Investors in Cashland Corp., based in Solvang, Calif., which franchised cash-checking services, fared no better.Fleisher claims he lost $60,000 when a Watkins-owned firm, Franchise Group International Inc., failed to keep a promise to jointly operate some of the check-cashing stores. The outlets never opened, his suit says. Other investors lost about $1.4 million in a 1988 limited partnership that Watkins sponsored for several Cashland outlets, according to court filings. His stores and Cashland's eventually went out of business.
Travelgate. Another enterprise, Sara Care Inc., is barely surviving. A Watkins firm was paid at least $50,000 in consulting fees by Sara Care, which at one time franchised 50 elder-care centers. Sara Care now operates one senior center in El Paso, Tex.

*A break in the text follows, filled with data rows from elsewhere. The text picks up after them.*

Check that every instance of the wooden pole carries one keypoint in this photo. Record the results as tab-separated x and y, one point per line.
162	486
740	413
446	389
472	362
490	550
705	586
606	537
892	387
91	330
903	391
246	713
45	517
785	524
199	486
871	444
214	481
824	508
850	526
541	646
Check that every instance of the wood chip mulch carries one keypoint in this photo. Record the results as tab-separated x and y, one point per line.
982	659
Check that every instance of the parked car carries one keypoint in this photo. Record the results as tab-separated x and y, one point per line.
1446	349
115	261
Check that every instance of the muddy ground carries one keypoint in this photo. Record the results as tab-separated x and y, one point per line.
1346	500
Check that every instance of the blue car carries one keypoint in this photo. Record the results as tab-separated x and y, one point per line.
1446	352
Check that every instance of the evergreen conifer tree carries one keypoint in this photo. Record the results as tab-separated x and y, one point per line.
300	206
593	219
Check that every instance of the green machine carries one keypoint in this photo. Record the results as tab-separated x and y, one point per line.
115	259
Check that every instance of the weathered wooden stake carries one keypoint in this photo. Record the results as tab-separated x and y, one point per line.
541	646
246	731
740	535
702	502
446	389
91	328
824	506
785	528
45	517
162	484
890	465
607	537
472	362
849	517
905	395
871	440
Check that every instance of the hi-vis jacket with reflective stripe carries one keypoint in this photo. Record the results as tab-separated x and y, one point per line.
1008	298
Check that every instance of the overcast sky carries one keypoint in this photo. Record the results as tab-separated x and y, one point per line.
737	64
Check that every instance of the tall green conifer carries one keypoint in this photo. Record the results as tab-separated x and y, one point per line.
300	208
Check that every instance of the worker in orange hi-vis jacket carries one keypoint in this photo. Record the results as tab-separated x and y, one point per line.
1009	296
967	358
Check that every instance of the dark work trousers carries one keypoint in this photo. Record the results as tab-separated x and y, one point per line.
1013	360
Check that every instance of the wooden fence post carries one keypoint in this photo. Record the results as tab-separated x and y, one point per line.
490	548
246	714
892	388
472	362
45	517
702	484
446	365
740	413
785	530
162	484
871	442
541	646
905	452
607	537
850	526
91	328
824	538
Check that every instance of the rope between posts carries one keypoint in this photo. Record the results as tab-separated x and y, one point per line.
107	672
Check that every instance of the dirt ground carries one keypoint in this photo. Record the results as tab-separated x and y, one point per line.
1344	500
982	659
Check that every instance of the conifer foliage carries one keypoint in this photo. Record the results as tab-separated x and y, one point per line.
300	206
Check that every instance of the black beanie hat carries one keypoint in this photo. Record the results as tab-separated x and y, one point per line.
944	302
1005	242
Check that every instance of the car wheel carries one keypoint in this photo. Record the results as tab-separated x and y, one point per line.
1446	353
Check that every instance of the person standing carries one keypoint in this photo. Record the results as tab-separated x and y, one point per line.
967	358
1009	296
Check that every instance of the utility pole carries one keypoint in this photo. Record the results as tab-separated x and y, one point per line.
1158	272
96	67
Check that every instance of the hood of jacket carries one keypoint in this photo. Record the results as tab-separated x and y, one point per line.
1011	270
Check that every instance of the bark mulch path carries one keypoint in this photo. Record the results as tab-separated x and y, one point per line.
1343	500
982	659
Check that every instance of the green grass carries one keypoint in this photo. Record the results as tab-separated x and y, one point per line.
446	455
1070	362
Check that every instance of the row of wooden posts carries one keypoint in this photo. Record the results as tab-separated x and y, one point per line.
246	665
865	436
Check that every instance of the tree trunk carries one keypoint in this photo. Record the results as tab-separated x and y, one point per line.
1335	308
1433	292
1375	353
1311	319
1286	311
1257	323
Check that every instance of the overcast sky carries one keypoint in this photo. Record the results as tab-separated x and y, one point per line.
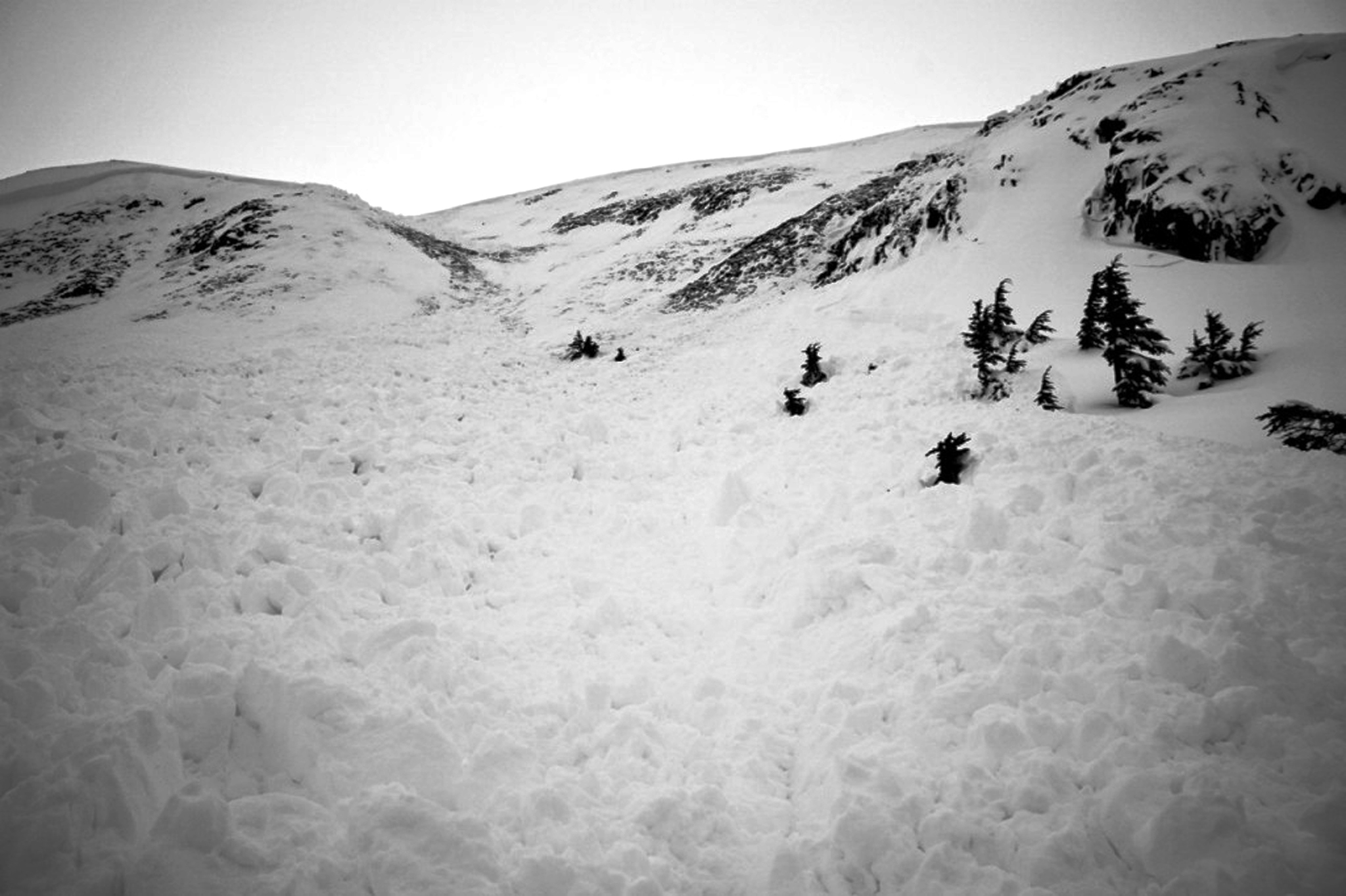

It would be easy to dismiss this trail of bruised bank accounts and broken businesses as a remnant of Watkins' Arkansas past. But controversy has continued to dog him in Washington. Last year, he was taken to task by Congress for backdating personnel appointments and pay raises. Watkins was also a major player in last year's Travelgate flap, which saw the mass firings of White House travel-office workers in what seemed like a clumsy attempt to steer business to an Arkansas travel agency. He was later reprimanded by Chief of Staff Thomas F. McLarty III.
Watkins, still Amerinet's president, failed to reveal his ownership role on his 1993 financial disclosure form. A White House associate counsel contends there was no need to because Amerinet is dormant. But C. Boyden Gray, White House counsel in the Bush Administration, asserts that "government officials must disclose all financial interest, whether it's valued at $1 or $1 million. Otherwise, you can have the appearance of a conflict."
The White House is standing behind Watkins. Now, President Clinton has to hope that his aide serves the White House better than he did investors.
DAVID WATKINS'SPOTTY BUSINESS RECORD
Many of the White House aide's deals have gone sour. Some examples:
AMERINET Founded by Watkins in 1986 to market Visa cards. In 1987, it became a public company through a reverse merger with a Nevada shell company. Within 10 months, Amerinet was $142,000 in the red. It has been inactive for four years.
FRANCHISE GROUP INTERNATIONAL This Watkins company signed up investors in 1987 to buy franchised check-cashing outlets from Cashland. The outlets and Cashland eventually went out of business .
SARA CARE Franchise Group International served as a consultant and sales agent for Sara Care, an elder-care franchisor. A Watkins associate served on the Sara Care board. Its 50 franchises are out of business; it now owns a single outlet in El Paso.
CRUISE OF A LIFETIME USA Watkins was the investment banker in a reverse merger of this New York-based franchiser of ocean cruise agencies in 1987. In exchange, he received 1.6 million shares and a board seat. The company failed in 1989.